Make sure you have filled out your injector dwell time vs voltage table. Often referred to as injector lag. Otherwise you might be effectively injecting at a bad moment that fails to atomise fuel at low temps. You can usually google and find this data from large tables others have researched.
With grounds, all your sensors ground back to the ecu and the ecu grounds to the motor usually. The engine itself requires that big heavy disconnected cable to pass the current from the electronics back to the battery via the body, so make sure you have adequately sized cable to overcome voltage drop if you have a boot mounted battery and that all the lugs on its ends touch bare metal in the bay and on the motor. Make sure the negative battery lead is connected from negative terminal to body to complete the wiring circuits. Again make it touch bare metal, rub back some paint if you need to.
Old starters often stick, even my rebuilt one has stuck on me once before, so just belt it with something as you say.

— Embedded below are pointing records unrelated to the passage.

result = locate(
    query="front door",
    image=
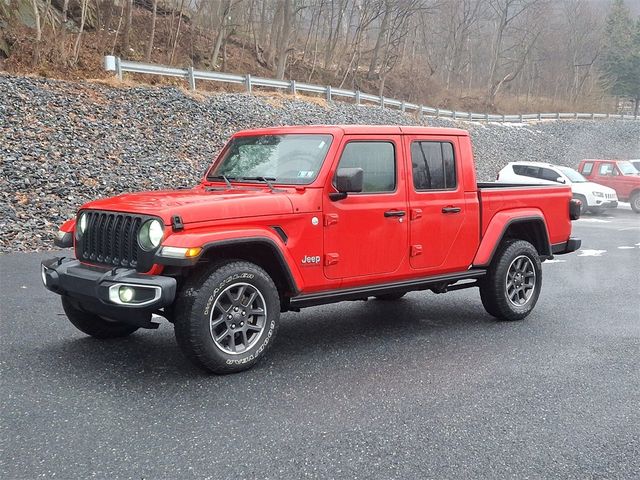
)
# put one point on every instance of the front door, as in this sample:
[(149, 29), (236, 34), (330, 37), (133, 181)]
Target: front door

Get a hold of a battery charger and slow charge your battery as it will be under stress and it will need it if you often are forced to crank it for extended periods. Check its de mineralised water levels.
Make sure your plugs are the correct colour to indicate clean running, if they are sooty and fouled then they may be not able to throw a spark so you can clean them in a number of ways, I use a hot flame like a map gas flame and heat therm till the electrode goes reddish then the muck just wipes off as they cool. Hold them in the plug spanner as you do this to save fingertips. If you find them fouled then ask why, I dare say you have more fuel then you need and the number one culprit is the cranking enrichment since it can run good once warm but starting is always a pain. You may simply in old terms be flooding it. Most ecus have a flood clear function if you hold 100 percent throttle they will; cut all fuel and you can crank it over to dispell the fuel and then release the throttle and start over. Before trying read about your ecu and make sure.

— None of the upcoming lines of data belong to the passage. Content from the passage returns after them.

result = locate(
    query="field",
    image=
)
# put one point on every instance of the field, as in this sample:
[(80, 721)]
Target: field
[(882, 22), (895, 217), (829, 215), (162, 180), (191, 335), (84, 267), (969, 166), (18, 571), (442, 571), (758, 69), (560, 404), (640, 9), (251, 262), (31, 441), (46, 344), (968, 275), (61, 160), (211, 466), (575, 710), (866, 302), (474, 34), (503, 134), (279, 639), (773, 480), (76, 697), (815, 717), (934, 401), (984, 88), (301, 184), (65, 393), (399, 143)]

Are your itbs synced nicely? There are vacuum gauges you can fit to test them all simultaneously. Also, there is a correct way of adjusting all the butterflies and stops using feeler gauges if you have uneven amounts of air from one cylinder to another. You need the original manual from the donor vehicle that gave up your 20v.
I dare say your alternator is charging as the thing would be flat as without it, lots of cranking and a 2 hour drive would surely completely flatten the battery if it was not charging.
Good luck. Start with the basics, the setup and the fundamentals and you will make a lot of improvements usually.
Im more knowledgable about adaptronics but I'm sure if you post your haltech map, someone who also uses haltech might load it up and go through it for you to check what I've described above, but really if you intend to own and live with an aftermarket ecu, you really should be the one to study it. Tuners just want a quick buck, if you take them a car with fundamental problems then they will just tune it with those issues and you will have wasted your time and money, so get all the fundamentals right first!